The story for the past few years has been massive beer conglomerate AB-INBEV buying out small craft breweries in attempts to compete with the growing craft beer segment. Now, the buyouts have reached the wholesaler level. After what seems like years of rumors, what was already one of the areas largest wholesalers (if not the largest), Origlio Beverage purchased the Bella Vista Beverage portfolio.
The driving force behind the acquisition was the Ballast Point Brewery brand. The rights have been owned by Bella Vista for as long as the brand has been in the market, but after Constellation Brands, owners of Corona, purchased the brewery it seemed inevitable that the brand would have to move to the same wholesaler as Corona. The brand was a large part of Bella Vista’s portfolio making up about 40% of their sales. Moving that brand alone presumably made little sense for Bella Vista, thus the reason for the whole portfolio changing hands. Plus, it must be assumed that Fireman’s Capital, who also recently purchased Cigar City, another Bella Vista brand, wanted to move the brand to Origlio to sell alongside Oskar Blues which Fireman’s Capital also owns and was pressuring Bella Vista to make a move.
Monetary details have yet to be released for the acquisition nor has future plans for the plethora of small breweries in which Bella Vista had the rights to, but we’re sure more details will slowly emerge by years end. Among the other breweries Bella Visa had the rights to include Buck’s County’s Naked Brewing, VooDoo, The Bruery, Lavery, Arcadia, Boulder, Cascade, Dark Horse, an array of Shelton Brothers brands, Almanac, the 12% Imports portfolio, DuClaw, B. Nektar, AleSmith, Wiseacre, Old Forge, Shorts, Clown Shoes, Perennial, 4 Hands, Pizza Boy, Half Acre, Hill Farmstead, Prairie, Lakefront, Carton, Destihl, the extremely popular local brewery Neshaminy Creek, and more. The retail side of Bella Vista however was not included.

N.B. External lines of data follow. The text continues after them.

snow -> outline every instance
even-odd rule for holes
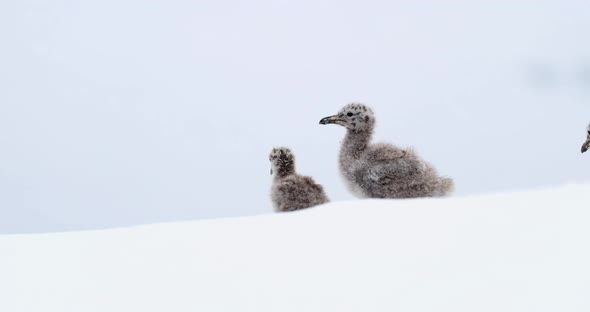
[[[0,1],[0,311],[590,311],[588,8]],[[458,196],[342,201],[351,101]]]
[[[0,236],[0,311],[589,311],[590,185]]]

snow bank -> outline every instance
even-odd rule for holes
[[[0,236],[0,311],[589,311],[590,185]]]

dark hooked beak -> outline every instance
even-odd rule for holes
[[[338,116],[328,116],[328,117],[324,117],[324,118],[322,118],[322,120],[320,120],[320,125],[333,124],[338,121],[341,121],[340,118],[338,118]]]
[[[590,139],[588,139],[586,141],[586,143],[584,143],[584,145],[582,145],[582,153],[586,152],[588,150],[588,148],[590,148]]]

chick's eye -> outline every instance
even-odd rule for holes
[[[348,113],[348,114],[346,114],[346,116],[351,117],[352,116],[352,113]]]

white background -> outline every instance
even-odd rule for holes
[[[588,29],[573,0],[3,0],[0,233],[270,213],[277,145],[352,199],[318,125],[351,101],[457,195],[588,182]]]

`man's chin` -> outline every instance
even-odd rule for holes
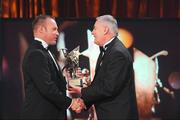
[[[55,45],[55,44],[56,44],[56,41],[53,41],[53,42],[52,42],[52,45]]]
[[[97,41],[94,41],[94,43],[95,43],[96,45],[99,45],[99,43],[98,43]]]

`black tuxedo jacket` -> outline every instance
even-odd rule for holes
[[[87,107],[95,105],[98,119],[138,119],[130,53],[115,38],[109,43],[92,84],[82,88]]]
[[[41,42],[34,40],[23,60],[25,101],[23,119],[66,119],[71,99],[66,81]]]

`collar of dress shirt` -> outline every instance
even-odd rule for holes
[[[108,45],[115,37],[112,37],[109,41],[107,41],[104,45],[103,48],[106,50],[107,48],[105,47],[106,45]]]
[[[34,39],[37,40],[37,41],[39,41],[39,42],[41,42],[41,43],[42,43],[42,46],[43,46],[45,49],[47,49],[48,44],[47,44],[44,40],[42,40],[42,39],[40,39],[40,38],[37,38],[37,37],[35,37]]]

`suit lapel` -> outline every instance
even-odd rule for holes
[[[51,63],[53,64],[53,67],[55,67],[56,72],[58,73],[59,77],[60,77],[61,79],[64,79],[63,74],[62,74],[62,72],[61,72],[61,70],[60,70],[60,67],[59,67],[57,61],[55,60],[55,62],[57,63],[57,66],[58,66],[58,68],[59,68],[59,70],[57,69],[57,67],[56,67],[53,59],[51,58],[50,54],[48,53],[48,50],[45,49],[45,48],[42,46],[42,43],[39,42],[39,41],[37,41],[37,40],[34,40],[33,43],[32,43],[32,46],[34,46],[35,48],[41,49],[42,51],[44,51],[44,53],[47,54],[47,56],[49,57]]]
[[[47,50],[46,50],[46,51],[47,51]],[[60,77],[61,79],[64,79],[63,74],[62,74],[62,71],[61,71],[61,69],[60,69],[60,67],[59,67],[59,64],[57,63],[56,59],[54,58],[55,61],[53,61],[53,58],[52,58],[51,55],[48,53],[48,51],[47,51],[47,55],[48,55],[51,63],[53,64],[53,67],[55,67],[55,70],[56,70],[56,72],[58,73],[59,77]],[[54,62],[56,62],[58,68],[56,67],[56,65],[55,65]]]
[[[97,64],[96,64],[96,69],[95,69],[95,72],[97,73],[99,68],[101,67],[101,64],[103,62],[103,59],[107,57],[107,55],[109,54],[109,52],[111,51],[111,48],[113,47],[113,45],[117,42],[117,38],[115,37],[109,44],[108,44],[108,47],[106,49],[106,51],[104,52],[104,55],[101,56],[101,52],[100,52],[100,55],[98,57],[98,60],[97,60]],[[119,40],[118,40],[119,41]]]
[[[103,59],[103,54],[104,53],[102,51],[99,54],[99,57],[98,57],[98,60],[97,60],[97,63],[96,63],[96,69],[95,69],[96,72],[98,71],[98,68],[101,66],[101,62],[102,62],[102,59]]]
[[[59,65],[58,65],[58,63],[57,63],[54,55],[51,53],[50,50],[48,50],[48,54],[49,54],[49,57],[52,59],[52,61],[53,61],[53,63],[54,63],[54,66],[56,67],[56,69],[57,69],[58,71],[60,71]]]

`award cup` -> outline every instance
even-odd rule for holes
[[[83,86],[82,79],[76,75],[76,70],[79,68],[79,46],[74,48],[71,52],[63,52],[66,58],[63,69],[68,71],[70,77],[67,77],[68,86]]]

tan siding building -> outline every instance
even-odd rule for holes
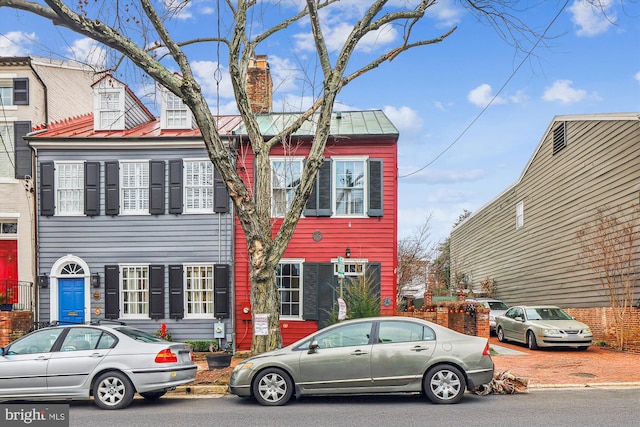
[[[474,292],[494,279],[512,305],[608,306],[577,232],[598,208],[630,216],[639,203],[640,113],[557,116],[518,181],[452,231],[452,277]],[[636,241],[636,265],[639,253]]]

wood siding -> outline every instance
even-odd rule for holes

That’s a lot of brands that are about to go through a drastic change. It is sure to be an interesting few months observing the fallout from this acquisition and how it affects the industry as a whole. It wasn’t long after the inaugural craft brewery purchase of Goose Island before others started to follow suit. Could the same thing happen with these small, specialty craft beer wholesalers?